A couple of the engineers I’d seen the first time I was here were hovering nearby and were infuriated when Tyler, the senior man, unlocked the door for Aliana.

 

“Hey, man, what gives?” one of them demanded, trying to muscle past us into the room. “I need to get to my machine. There’s an array whose specs I have to check—”

 

“The room will be open in fifteen minutes, Clay. I’m sure you can do the calculations on your tablet, right?” Tyler pulled the door shut behind Aliana and me, and slid the dead bolt home.

 

“Aliana brief you on what she found?” he said.

 

“I didn’t think I could explain it on the phone,” Aliana said.

 

She took me to one of the computers set up on a work counter that ran the length of the far wall. “We each have our own laptops, of course, but these are machines we can all access during the project to see what everyone is doing—the files are shared pretty much among the design and structural people. The computers aren’t assigned—anyone can use any machine—but we all get in the habit of sitting at one particular spot, set up our coffee mugs there, that kind of thing.”

 

The cloth board that lined the wall behind the computers was filled with photos and cartoons. Personal items—coffee mugs, pencil cups, action figures—sat on the shelf that ran the length of the counter. A faded photo of Cubs legend Ryne Sandberg, signed to Sebastian, was pinned behind the computer where Aliana was standing.

 

“So this was the machine that Sebastian mostly used.
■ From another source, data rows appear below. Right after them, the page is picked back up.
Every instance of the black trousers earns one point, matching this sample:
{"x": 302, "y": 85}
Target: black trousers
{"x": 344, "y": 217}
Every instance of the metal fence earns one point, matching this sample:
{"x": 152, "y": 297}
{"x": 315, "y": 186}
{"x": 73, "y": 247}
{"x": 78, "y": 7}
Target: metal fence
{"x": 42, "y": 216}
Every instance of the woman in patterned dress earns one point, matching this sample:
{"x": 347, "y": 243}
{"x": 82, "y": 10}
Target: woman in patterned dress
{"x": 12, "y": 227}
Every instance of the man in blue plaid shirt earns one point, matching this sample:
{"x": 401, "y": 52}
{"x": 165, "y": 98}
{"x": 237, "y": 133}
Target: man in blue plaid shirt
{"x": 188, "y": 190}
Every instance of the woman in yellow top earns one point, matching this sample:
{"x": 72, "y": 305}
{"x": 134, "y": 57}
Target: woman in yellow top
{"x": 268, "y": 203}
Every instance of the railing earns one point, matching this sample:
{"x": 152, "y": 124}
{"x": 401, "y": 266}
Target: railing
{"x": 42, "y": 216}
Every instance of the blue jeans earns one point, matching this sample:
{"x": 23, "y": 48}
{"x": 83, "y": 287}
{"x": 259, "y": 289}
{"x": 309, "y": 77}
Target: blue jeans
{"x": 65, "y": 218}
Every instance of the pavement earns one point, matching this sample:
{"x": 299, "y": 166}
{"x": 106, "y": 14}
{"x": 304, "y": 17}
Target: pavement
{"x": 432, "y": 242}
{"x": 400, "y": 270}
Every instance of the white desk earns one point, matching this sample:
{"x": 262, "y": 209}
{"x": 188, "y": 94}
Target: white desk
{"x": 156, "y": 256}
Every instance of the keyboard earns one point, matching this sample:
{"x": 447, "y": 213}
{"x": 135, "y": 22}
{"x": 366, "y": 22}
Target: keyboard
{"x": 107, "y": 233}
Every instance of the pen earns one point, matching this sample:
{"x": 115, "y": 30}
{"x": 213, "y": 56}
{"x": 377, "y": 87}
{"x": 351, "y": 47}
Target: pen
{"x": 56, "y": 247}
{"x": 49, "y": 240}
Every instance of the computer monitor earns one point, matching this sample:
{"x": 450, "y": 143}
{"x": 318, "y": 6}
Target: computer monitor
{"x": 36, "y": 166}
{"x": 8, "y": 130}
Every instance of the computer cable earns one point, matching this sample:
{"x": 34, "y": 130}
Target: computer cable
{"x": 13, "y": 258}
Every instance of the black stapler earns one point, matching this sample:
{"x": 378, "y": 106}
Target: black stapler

And this morning Tyler asked me to go through the files, make sure anything Sebastian worked on was, well, was correct and to get it uploaded to the project database if Sebastian hadn’t already taken care of it.”

 

She tapped the keyboard and the monitor came to life. “It all looked straightforward, and then I found this audio file in a hidden sector. When I heard it, I got Tyler and he said I should get you.”

 

She clicked on the play icon. The recording was scratchy; two men were talking, but the mike had been fairly far from their mouths. The recording was too muffled to follow well; I had Aliana replay it several times but still couldn’t get it all.

 

“All we want is a chance to bid [words unclear],” the first one said.

 

“We’re not talking to new [players?] now,” the second man said.

 

“[Unclear] permits are [unclear] and even for this job there can be [unclear] obstacles. We can [unclear] for you.”